Ministrowie spierają się o to, czy pompować gotówkę  w gospodarkę, gdy zaczęła kurczyć sie w tym roku wraz z odpływem kapitałów z powodu rosnącego napięcia Wschód - Zachód z powodu Ukrainy. Resort finansów energicznie broni reguł budżetowych jako sposobu ochrony gospodarki przed ryzykiem spadku cen ropy. Przepisy te ograniczają do 1 proc. PKB  rządowe pożyczki i uzależniają wydatki od długoterminowych cen ropy.

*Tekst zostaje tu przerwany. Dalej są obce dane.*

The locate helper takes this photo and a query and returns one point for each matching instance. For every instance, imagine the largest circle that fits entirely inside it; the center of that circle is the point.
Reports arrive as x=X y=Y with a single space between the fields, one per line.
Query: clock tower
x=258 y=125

- Niektórzy ludzie proponują złagodzenie reguł budżetowych, ale my w resorcie finansów proponujemy wręcz przeciwnie, zaostrzenie ich w bieżącej sytuacji - oświadczył minister Anton Siluanow na briefingu prasowym. - Proponujemy mianowicie obniżyć limit 1 proc. wynikający z sytuacji na krajowym i zagranicznych rynkach papierów dłużnych. Dodał, że koszt pożyczania pieniędzy jest nadal wysoki.

Minister gospodarki Aleksiej Ułukiajew stwierdził wcześniej, że reguły budżetowe są zbyt surowe, a wicepremier Igor Szuwałow powiedział w ubiegłym tygodniu, że Rosja mogłaby podwyższyć poziom publicznego zadłużenia.

- To głupota pompować w gospodarkę wydatki z budżetu w warunkach odpływu kapitału - dodał Siluanow. Po 3 miesiącach z Rosji wypłynęło netto 63,7 mld dolarów, więcej od 63 mld w całym 2013 r.

Siluanow powiedział, że resort finansów może pożyczyć  w kraju tylko 400 mld rubli (11,1 mld dolarów) w porównaniu z 800 mld planowanymi wcześniej, bo przychody ze sprzedaży gazu i surowców poza ropą, z pożyczek i z prywatyzacji mogą być  w 2014 r. mniejsze o 1,2 bln rubli od zakładanych.